“Now, you take the time to rest and get well. Vanessa is working on the case against Stephen with the district attorney, while we try to find the rest of the people involved with the takeover of BioBourne. Timothy Hicks is still at large. He wasn’t at the lake.” He pulled on his duty belt. “I’m back on patrol, though. I’m done with special duty. This way, I can see Tita Frances and keep an eye on you.”
“How are B and Em? Are they okay?” I felt awful that they’d been dragged into this mess.
“They don’t remember any of it,” he said. When I frowned, he shrugged. “Really. Vanessa had them talk to the department shrink, who thinks that it’s a trauma response, or perhaps it was some mind control hypnosis thing or they drugged them before you got there.”
“Anything is possible, I guess. Was Creed hurt? How did he stop it? The ritual?”
Rey frowned. “No. The person who did this to you, they recognized Creed. I don’t really know how he got through to them. I was too busy trying to keep your ass alive.”
There was something he wasn’t telling me, and I had so many questions.
“Look, I have the number for their secure line, we can call him another time, but I want you to know, he didn’t have a choice, Roman. Creed had to go. He saved us all from that…thing.”
That didn’t surprise me. He was a strong man, strong of character, heart, mind. And he was always going to sacrifice himself. I knew that.
And he loved me.
“He would be here right now if he possibly could.”
“You believe that?” I had to ask. Rey suspected everyone. It was not just his job but part of his nature.
“I do. Your auntie and your cousin are safe because of him. You’re alive because of him. I believe in him.”
Then I would too. I didn’t want to imagine a life without Creed, now that I’d found him, so I would wait and do my best to be patient.
“Alright, then. Get that doctor back in here and let’s get this recovery on the road.”
31
CHAPTER THIRTY-ONE
Creed
“This hurts.”I pulled Rhonda near me and held her until she squirmed to get away, holding her tennis ball in her mouth. She loved dashing back and forth across the massive fenced-in lawn at our secret location. She also loved all the people she had to fuss over her. Mark especially loved to play fetch with her, and she loved to lay in front of Cross while he played guitar.

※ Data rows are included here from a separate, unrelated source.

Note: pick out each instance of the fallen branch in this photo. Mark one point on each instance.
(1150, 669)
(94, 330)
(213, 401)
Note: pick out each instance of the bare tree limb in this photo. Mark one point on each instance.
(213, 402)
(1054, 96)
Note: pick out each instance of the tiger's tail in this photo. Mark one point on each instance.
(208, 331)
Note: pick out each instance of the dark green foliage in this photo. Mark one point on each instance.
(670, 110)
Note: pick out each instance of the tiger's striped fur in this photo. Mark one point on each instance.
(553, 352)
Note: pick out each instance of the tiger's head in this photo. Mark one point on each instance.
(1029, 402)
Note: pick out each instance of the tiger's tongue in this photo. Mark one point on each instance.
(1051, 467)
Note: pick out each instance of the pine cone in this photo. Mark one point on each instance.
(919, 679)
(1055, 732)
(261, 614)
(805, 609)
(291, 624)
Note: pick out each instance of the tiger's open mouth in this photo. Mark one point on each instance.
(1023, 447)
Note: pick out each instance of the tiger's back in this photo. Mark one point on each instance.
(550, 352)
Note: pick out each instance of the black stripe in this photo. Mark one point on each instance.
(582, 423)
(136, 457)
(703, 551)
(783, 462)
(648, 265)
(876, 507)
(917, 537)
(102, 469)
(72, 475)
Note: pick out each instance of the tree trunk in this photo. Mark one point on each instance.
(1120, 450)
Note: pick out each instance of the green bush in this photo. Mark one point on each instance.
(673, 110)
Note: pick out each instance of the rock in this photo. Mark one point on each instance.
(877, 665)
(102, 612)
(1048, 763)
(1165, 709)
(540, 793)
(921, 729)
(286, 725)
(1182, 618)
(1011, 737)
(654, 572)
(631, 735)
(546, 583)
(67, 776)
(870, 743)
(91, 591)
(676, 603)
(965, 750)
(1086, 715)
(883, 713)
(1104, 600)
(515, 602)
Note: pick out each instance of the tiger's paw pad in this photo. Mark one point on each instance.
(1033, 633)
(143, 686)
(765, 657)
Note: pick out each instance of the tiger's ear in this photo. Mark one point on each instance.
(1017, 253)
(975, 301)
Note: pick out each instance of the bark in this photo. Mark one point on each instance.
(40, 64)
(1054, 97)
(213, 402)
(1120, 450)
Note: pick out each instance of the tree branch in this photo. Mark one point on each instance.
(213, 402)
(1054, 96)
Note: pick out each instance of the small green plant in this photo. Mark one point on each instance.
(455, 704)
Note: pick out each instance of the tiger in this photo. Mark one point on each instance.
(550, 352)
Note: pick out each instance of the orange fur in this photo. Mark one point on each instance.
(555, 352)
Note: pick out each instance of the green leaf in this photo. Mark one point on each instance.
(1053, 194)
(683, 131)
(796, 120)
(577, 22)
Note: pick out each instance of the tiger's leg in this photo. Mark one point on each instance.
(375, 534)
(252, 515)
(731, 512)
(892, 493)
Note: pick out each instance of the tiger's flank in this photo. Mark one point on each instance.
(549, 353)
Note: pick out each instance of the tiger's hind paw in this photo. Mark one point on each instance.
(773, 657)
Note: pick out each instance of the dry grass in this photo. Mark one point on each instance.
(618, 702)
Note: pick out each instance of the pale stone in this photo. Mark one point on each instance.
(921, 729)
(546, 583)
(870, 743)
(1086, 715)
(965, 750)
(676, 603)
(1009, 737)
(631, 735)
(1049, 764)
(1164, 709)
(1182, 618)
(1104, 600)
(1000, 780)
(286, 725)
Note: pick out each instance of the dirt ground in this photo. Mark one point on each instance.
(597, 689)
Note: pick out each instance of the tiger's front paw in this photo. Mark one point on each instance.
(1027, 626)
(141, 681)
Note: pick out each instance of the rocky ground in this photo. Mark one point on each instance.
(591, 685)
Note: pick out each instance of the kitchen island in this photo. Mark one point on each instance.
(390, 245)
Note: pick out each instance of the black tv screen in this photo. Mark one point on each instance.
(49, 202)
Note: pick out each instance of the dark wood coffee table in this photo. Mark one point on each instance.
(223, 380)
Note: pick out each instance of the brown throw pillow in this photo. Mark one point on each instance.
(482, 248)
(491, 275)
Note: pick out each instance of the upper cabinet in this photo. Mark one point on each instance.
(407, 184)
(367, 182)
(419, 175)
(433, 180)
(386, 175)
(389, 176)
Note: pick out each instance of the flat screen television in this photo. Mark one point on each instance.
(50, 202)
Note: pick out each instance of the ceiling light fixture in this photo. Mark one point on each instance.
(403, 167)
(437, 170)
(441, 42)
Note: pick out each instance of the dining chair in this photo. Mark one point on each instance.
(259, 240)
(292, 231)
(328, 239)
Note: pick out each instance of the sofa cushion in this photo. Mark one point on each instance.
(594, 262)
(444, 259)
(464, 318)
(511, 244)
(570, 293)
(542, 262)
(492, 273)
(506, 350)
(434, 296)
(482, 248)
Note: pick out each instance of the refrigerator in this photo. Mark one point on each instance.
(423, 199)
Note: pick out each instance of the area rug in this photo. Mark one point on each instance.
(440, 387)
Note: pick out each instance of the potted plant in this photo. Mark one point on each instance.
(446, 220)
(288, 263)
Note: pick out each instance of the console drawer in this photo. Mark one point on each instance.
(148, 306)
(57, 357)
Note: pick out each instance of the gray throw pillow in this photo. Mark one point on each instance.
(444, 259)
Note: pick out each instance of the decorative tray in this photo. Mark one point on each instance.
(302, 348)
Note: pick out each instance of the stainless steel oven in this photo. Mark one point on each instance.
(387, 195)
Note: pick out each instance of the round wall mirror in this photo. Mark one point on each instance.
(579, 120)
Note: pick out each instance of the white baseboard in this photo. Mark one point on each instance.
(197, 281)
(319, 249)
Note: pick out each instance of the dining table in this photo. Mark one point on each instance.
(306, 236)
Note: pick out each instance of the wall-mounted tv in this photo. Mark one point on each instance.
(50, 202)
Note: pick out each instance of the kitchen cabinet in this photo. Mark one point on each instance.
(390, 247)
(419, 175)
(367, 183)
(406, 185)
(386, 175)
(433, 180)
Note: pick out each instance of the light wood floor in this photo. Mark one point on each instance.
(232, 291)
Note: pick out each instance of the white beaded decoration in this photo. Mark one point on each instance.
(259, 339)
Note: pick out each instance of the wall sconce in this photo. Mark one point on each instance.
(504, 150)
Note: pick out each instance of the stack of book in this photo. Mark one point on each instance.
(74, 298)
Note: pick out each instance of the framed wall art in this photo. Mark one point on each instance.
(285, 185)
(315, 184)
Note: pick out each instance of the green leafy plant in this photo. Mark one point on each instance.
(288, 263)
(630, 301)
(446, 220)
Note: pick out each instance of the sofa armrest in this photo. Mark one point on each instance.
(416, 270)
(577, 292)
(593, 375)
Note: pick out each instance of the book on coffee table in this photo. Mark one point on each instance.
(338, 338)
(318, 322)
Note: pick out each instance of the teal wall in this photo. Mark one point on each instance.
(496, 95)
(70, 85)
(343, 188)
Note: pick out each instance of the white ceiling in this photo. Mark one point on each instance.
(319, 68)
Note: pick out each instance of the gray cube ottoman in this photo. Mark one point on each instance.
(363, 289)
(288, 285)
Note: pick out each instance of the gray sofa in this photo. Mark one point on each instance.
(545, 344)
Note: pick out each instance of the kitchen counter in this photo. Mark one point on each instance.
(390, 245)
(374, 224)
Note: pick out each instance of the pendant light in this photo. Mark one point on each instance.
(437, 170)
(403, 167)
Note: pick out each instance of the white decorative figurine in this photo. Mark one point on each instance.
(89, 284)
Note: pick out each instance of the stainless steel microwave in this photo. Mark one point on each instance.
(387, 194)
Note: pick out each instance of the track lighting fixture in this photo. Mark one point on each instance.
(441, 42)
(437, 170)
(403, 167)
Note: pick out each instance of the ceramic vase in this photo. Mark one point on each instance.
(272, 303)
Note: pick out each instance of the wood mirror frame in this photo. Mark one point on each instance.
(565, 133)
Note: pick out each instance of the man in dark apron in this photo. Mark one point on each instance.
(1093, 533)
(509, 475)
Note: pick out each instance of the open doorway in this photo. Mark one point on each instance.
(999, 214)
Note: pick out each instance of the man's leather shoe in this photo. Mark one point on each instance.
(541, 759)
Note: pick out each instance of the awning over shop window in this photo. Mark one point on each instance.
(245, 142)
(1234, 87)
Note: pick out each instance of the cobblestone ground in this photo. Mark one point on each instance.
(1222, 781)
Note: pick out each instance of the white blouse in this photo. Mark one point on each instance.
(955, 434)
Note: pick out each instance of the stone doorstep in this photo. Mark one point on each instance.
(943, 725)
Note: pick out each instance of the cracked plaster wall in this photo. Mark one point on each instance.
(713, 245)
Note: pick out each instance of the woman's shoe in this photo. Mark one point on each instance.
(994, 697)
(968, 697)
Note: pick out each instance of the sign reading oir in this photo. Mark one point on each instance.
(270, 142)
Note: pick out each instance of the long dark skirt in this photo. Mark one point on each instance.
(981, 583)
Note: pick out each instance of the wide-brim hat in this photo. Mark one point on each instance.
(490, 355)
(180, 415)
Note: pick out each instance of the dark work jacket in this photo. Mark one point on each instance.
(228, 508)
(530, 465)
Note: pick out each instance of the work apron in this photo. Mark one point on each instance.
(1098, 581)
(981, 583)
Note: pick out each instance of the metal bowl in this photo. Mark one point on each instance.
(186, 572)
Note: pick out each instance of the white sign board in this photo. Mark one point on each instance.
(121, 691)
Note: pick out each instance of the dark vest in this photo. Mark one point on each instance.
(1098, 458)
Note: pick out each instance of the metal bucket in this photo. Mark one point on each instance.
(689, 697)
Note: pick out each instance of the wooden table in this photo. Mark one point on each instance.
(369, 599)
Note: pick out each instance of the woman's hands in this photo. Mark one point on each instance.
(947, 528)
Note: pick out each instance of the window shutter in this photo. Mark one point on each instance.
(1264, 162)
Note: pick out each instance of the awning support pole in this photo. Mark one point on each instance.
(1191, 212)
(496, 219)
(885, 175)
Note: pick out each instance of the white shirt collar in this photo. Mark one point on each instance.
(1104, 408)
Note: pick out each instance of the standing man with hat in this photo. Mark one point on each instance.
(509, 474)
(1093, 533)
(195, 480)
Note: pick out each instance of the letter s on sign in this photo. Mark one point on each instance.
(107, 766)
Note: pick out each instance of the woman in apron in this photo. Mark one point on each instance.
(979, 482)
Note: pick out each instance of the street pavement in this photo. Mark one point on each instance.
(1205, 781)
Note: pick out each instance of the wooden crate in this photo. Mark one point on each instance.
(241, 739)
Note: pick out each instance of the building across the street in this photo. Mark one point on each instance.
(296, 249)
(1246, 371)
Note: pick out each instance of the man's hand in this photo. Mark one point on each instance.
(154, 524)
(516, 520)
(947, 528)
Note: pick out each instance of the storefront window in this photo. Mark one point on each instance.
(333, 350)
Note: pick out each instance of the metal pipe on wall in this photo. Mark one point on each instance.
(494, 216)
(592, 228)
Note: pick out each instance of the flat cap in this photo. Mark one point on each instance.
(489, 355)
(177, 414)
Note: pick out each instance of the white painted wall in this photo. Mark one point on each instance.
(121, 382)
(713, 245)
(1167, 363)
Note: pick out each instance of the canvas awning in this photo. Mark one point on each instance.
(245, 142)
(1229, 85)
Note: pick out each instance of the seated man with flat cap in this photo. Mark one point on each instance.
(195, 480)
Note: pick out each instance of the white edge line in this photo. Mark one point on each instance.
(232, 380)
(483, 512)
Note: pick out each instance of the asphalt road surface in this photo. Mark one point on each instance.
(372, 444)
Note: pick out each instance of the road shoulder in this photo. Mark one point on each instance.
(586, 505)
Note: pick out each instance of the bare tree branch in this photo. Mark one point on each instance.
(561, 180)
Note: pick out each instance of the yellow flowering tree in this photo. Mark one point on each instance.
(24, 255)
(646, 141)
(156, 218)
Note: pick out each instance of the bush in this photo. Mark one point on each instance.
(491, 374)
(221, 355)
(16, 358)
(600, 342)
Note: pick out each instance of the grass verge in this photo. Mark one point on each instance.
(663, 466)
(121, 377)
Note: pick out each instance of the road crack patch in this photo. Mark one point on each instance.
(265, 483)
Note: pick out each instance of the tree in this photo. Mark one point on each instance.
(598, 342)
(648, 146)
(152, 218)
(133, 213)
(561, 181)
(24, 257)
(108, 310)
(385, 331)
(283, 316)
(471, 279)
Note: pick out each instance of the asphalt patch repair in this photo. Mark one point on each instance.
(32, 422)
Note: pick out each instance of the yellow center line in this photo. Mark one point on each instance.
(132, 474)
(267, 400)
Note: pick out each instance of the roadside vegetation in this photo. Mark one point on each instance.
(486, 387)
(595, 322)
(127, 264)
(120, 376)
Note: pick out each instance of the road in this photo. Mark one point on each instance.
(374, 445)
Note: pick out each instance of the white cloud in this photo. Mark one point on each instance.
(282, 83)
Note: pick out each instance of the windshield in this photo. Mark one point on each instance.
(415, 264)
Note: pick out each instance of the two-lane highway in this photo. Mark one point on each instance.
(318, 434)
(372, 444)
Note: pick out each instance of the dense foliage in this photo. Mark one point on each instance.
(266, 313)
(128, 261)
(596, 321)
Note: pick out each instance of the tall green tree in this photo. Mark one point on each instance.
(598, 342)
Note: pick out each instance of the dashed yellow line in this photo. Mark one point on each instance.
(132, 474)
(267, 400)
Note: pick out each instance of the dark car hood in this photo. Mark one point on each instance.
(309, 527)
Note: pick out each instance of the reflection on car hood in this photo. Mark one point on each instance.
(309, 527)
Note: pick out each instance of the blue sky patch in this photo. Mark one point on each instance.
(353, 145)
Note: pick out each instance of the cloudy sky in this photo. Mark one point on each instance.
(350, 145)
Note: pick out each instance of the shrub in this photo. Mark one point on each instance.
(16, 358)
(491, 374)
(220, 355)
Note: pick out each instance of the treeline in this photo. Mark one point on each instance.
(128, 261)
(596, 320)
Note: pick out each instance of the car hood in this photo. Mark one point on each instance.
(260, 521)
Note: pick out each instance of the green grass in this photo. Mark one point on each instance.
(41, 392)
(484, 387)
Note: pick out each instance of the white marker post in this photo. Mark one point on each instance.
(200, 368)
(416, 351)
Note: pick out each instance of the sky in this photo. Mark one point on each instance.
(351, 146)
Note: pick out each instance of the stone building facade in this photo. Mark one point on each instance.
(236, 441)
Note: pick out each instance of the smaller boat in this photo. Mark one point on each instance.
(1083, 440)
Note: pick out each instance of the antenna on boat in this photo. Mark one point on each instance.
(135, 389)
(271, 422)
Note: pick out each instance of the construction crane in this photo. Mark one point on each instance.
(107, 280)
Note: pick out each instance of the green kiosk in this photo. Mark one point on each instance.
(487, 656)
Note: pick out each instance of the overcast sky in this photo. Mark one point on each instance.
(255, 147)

Most of all, she loved her swims with the Source in the indoor pool. Whoever designed this place had thought of everything, including a wade-in pool, so she didn’t panic like she had the one time she’d jumped in a hotel pool after me and couldn’t climb back out over the edge. She swam alongside the Source and she seemed to grow stronger every day, almost puppylike.
Unlike me.
Whether it was the toll of the events on Samhain or the lack of energy to consume out here in the woods, away from people who actually needed healing…I was fading. And while Cross and Mark had taken nourishment from The Source, I’d refused.
I was angry. Angrier than I’d ever been in my life, including after the events fifty years ago that set this whole disaster in motion.
Muse, I’m sorry. This wasn’t at all the way I’d planned to avenge your death.
“I’m sorry, Creed,” Barringer said, and I believed he really was. “I wish we could chance it for you to talk longer, but with Timothy Hicks still on the run and the potential psychic fallout from the disaster at Loch Lomond, we need to lay low. My people have their feelers out, Roman is being guarded, and as soon as he’s well enough to travel, we’ll give him the option—”
“What, to be whisked away from his life to join our fucking monastery up here? No fucking way. He’s gotta finish his degree. He’s got his grandmother.Fuck!”
I kicked at a rock and paced away from him.
“You have given up so much of your life in pursuit of justice for the fallen at Gateway of the Sun. You thwarted a terrible tragedy and saved the life of your boyfriend a week ago. It’s understandable that you’d be frustrated.”
Fury threatened to boil over my surface, but I hated to explode all over Todd. He’d done everything possible to intervene in this situation and resolve it in a way that protected Roman and his family, and I should have been grateful.
Instead, I was trapped.
“I didn’t intend to become a prisoner,” I snarled at him.